数年前までは、「1円携帯端末」をよく見かけたが、最近はほとんど見ない。携帯電話の端末をただ同然でユーザーに渡し、毎月の通話料で端末の代金を回収するのであるから、ある意味で、キャリアがユーザーに端末をレンタルしているのと同じである(実際には、代理店に販売奨励金を渡して1円携帯を実現していたが、それも含めて通話料で回収していたと考えられる)。一部のガスコンロや給湯設備、さらにはコピー機などもまた、消費者に販売されるのではなく、レンタルされている。なぜ、一部の耐久消費財はレンタルされるのか? 今回は、その理由を検討する。
2期間使用できる財の
1期目、2期目の最適価格は?
単純化のために、(最長)2期間使用できる耐久消費財を供給する独占企業を想定する。また、この財の生産費用をゼロとする。さらに、100人の消費者がおり、この財をもっとも高く評価する消費者は、この財を使用することから、1期間あたり99円(2期間では198円)に相当する効用を得るものとする。2番目に高く評価する消費者は、1期間あたり98円、以下順に、100番目に高く評価する(もっとも評価しない)消費者は、1期間あたり0円に相当する効用を得るとする。
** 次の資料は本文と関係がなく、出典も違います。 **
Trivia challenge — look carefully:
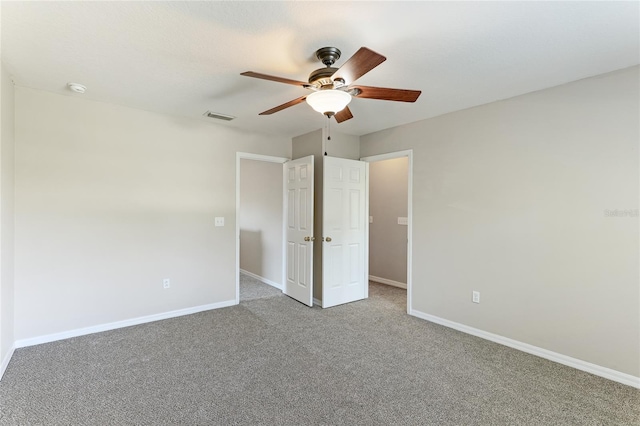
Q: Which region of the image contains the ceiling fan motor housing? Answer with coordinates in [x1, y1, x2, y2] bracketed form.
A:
[309, 67, 339, 88]
[309, 47, 344, 89]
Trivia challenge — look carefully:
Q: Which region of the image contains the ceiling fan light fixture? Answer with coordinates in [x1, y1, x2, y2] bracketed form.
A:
[306, 90, 351, 116]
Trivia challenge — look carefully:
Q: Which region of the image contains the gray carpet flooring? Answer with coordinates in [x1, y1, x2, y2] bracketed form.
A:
[1, 280, 638, 425]
[239, 273, 282, 302]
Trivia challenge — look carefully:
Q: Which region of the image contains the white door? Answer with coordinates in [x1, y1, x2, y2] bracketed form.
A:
[322, 156, 368, 308]
[284, 156, 314, 306]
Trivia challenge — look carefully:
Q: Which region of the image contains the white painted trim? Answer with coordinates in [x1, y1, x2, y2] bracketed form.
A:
[15, 300, 236, 349]
[281, 161, 287, 303]
[364, 161, 370, 299]
[411, 309, 640, 389]
[407, 152, 413, 314]
[240, 269, 283, 290]
[360, 150, 414, 163]
[361, 150, 413, 314]
[237, 152, 289, 163]
[235, 152, 289, 307]
[0, 345, 16, 381]
[369, 275, 407, 289]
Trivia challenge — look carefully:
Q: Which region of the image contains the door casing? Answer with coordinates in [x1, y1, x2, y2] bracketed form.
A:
[360, 150, 413, 314]
[235, 152, 289, 304]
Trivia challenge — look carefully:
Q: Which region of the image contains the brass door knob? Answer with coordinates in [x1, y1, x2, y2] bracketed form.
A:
[325, 237, 332, 242]
[304, 236, 310, 241]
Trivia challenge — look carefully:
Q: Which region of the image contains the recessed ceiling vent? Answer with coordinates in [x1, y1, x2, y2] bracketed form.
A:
[203, 111, 235, 121]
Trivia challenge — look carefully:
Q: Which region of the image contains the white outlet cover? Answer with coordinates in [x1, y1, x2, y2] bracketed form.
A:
[163, 278, 170, 288]
[369, 216, 373, 223]
[215, 217, 224, 227]
[472, 291, 480, 303]
[397, 217, 408, 225]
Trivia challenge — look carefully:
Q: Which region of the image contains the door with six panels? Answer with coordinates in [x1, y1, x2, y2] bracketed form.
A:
[283, 155, 314, 306]
[321, 157, 368, 308]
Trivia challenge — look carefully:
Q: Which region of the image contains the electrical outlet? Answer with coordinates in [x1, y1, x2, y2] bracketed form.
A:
[215, 217, 224, 227]
[163, 278, 170, 289]
[472, 291, 480, 303]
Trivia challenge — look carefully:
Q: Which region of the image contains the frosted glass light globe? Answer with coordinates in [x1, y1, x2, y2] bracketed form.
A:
[306, 90, 352, 116]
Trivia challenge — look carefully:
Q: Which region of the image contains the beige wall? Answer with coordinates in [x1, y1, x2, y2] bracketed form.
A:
[13, 87, 291, 341]
[361, 66, 640, 377]
[324, 129, 360, 160]
[239, 159, 283, 285]
[292, 129, 323, 161]
[0, 61, 16, 373]
[369, 157, 408, 283]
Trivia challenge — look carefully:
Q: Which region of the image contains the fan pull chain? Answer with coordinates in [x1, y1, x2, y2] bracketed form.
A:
[325, 115, 331, 156]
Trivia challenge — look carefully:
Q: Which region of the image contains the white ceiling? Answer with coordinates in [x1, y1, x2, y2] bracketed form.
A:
[2, 1, 639, 139]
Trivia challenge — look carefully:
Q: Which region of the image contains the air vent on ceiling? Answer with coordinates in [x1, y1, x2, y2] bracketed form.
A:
[203, 111, 236, 121]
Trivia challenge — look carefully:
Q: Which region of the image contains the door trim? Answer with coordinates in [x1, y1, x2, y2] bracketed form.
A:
[235, 152, 289, 304]
[360, 150, 413, 314]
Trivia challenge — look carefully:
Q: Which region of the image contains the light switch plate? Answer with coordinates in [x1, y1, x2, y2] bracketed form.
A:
[369, 216, 374, 223]
[215, 217, 224, 227]
[397, 217, 408, 225]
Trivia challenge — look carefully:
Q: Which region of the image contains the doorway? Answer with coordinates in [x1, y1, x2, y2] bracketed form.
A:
[361, 150, 413, 314]
[235, 153, 288, 304]
[235, 151, 411, 311]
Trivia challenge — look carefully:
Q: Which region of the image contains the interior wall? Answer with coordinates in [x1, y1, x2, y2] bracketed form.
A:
[13, 87, 291, 342]
[239, 159, 283, 286]
[369, 157, 408, 284]
[360, 66, 640, 377]
[323, 129, 360, 160]
[0, 61, 16, 374]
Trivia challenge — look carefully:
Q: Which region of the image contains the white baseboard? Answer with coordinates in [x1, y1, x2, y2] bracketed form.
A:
[0, 344, 16, 381]
[410, 309, 640, 389]
[15, 299, 236, 349]
[369, 275, 407, 289]
[240, 269, 283, 290]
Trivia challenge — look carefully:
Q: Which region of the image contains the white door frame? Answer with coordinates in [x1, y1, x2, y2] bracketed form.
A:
[360, 150, 413, 314]
[235, 152, 289, 304]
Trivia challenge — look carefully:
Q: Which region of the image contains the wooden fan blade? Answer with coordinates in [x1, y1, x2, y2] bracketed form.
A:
[241, 71, 308, 87]
[351, 86, 421, 102]
[258, 95, 308, 115]
[334, 106, 353, 123]
[331, 47, 386, 85]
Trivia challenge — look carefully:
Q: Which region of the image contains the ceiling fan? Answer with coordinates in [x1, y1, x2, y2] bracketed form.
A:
[240, 47, 421, 123]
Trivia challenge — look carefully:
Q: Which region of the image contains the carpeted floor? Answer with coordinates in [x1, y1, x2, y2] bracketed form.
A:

彼らは、余剰(=効用-価格)が非負であれば、この財を1単位使用する。したがって、価格が90円であれば、(90円以上の効用を得る)10人の消費者がこの財を使用するし、50円であれば50人の消費者がこの財を使用することになる。
いま、第1期において、独占企業がこの財を価格100円で販売したとしよう。このとき、1期間あたり50円(2期間で100円)に相当する効用を得る消費者の余剰はゼロであるから、(それ以上の効用を得る)50人の消費者がこの財を購入する。このときの企業の利潤は5000(=100×50)円である。
1期間あたり49円(2期間で98円)以下の効用しか得られない消費者は、第1期にはこの財を購入しない。ただし、第2期になって独占企業は、彼らにたいして(費用ゼロで生産し)財を安い価格で販売することができるし、そうすることによって追加的な利益を得ることができる。